January 14, 2022 at 10:42 am

Umberto di Savoia triumphal arch (from the Italian Colonial period) in the main square of Mogadischu town, Mogadishu, Somalia. 13 Feb 2015 [Alessandro Rota/Getty Images]

When Somalia’s state-run Radio Mogadishu began airing an Italian-language program earlier this month under a new agreement with Italy, it led to an uproar.

Somalis both at home and abroad reacted with anger, calling it an attempt by Italy to influence the country and reintroduce its brutal form of colonialism.

Italy is trying to compete among Africa’s former colonial countries as well as with the US, China, and India for new markets and resources on the continent, especially in the Horn of Africa, where Somalia is located. It now wants to revive its influence in Somalia, Abduwali Garad, a PhD candidate and teaching associate at the UK’s University of Birmingham, told Anadolu Agency.

He said as part of these efforts, Italy approached the Somali National University and offered some scholarships and attempted to influence learning and the teaching curriculum. It is also trying to take over the administration of Demartini Hospital in Mogadishu, which was built and controlled by the Italians during the colonial era.

“It is also worth mentioning that the Italians are dealing with some Somali politicians to make it easier to revive their influence and agendas by bribing them, especially during parliamentary elections,” Garad claimed.

Salah Sheik Osman, Somalia’s former minister of public works and reconstruction and current chairman of the Justice and Unity party (TIIR), said it makes no sense to allow the national radio to air an Italian-language program given what Italy did during its “brutal” colonial era in Somalia.

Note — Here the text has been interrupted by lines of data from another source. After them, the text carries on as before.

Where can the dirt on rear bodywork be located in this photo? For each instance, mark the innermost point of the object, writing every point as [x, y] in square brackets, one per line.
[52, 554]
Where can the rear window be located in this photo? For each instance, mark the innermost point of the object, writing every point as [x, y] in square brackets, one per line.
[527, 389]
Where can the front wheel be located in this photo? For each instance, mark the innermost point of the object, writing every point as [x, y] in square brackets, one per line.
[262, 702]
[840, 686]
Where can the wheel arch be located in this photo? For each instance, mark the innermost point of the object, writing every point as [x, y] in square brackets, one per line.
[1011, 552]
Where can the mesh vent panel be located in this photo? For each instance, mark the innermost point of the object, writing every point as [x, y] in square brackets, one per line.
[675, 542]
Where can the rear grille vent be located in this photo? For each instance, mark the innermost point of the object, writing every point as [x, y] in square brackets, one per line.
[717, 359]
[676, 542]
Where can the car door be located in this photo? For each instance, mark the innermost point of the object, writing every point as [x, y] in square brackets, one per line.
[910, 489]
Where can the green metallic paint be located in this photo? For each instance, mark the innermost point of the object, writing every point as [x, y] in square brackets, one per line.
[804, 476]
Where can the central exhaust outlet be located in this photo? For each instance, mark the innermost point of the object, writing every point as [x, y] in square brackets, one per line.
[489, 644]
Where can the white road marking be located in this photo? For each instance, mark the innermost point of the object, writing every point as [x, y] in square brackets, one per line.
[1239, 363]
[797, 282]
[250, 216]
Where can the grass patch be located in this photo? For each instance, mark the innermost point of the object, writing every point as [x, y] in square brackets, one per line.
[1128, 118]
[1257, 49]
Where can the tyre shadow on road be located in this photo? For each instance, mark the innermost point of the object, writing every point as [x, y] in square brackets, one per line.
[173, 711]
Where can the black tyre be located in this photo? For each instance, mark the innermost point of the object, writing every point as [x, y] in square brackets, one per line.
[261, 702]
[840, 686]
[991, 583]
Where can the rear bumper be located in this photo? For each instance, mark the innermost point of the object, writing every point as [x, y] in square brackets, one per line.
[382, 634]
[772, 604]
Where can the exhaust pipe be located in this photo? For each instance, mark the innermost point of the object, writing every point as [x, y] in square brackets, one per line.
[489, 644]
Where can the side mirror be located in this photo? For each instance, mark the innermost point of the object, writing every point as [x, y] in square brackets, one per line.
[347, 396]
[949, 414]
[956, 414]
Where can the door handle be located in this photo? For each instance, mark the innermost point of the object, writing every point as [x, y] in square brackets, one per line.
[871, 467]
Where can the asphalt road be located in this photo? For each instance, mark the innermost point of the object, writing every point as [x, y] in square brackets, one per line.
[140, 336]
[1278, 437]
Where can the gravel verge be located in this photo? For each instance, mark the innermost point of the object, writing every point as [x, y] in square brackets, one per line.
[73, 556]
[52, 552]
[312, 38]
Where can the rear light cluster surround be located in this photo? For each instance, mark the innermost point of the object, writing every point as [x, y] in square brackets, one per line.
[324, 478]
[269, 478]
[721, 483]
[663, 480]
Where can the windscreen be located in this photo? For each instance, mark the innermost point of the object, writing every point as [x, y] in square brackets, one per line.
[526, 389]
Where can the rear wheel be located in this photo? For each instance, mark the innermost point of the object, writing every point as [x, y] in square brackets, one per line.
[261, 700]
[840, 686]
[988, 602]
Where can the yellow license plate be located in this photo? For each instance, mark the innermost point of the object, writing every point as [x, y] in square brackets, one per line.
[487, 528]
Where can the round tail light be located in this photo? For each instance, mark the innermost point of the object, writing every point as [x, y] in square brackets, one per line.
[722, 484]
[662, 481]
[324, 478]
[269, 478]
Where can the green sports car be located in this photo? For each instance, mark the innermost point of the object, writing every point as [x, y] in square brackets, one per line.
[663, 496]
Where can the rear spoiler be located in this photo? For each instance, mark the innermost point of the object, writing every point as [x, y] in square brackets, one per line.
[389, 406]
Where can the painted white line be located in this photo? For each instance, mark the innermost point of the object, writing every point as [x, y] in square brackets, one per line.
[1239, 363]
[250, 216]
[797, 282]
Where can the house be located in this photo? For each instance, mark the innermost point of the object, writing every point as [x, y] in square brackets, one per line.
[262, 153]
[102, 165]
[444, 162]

READ: Political unrest deepens in Somalia

He said only people over 60 or 65 in the country may understand Italian and questioned why Somalis need the Italian language, whose use has been declining for over 30 years.

“Over 75 per cent of our population is young and they don’t understand Italian and don’t want the Italian colonial language to come back,” Osman said.

After Italy forcefully took over and brutally colonised the country, the first thing it did was to dismantle Somalia’s traditional governance system, he said. It also destroyed Somalia’s thriving economy and Somali kingdoms and city-states among the Geledi Empire, which was based in the Lower Shabelle region.

“It destroyed Somalia’s culturally rich system and dismantled our kingdoms and then started to brutalise and colonise the general population,” he said.

Osman said Italy was responsible for killing thousands of Somalis during the colonial era.

“Thousands of people who were forced to work for the Italians died from disease, hard labour, a lack of food and medicine, and beatings, for instance, in the village of Kali Asayle, where thousands died while digging a water channel in Lower Shabelle,” he said.

He noted that during the Geledi Kingdom’s resistance against the Italians in the late 19th and early 20th century, the Ottomans – predecessor of the modern Turkish Republic – helped by providing weapons.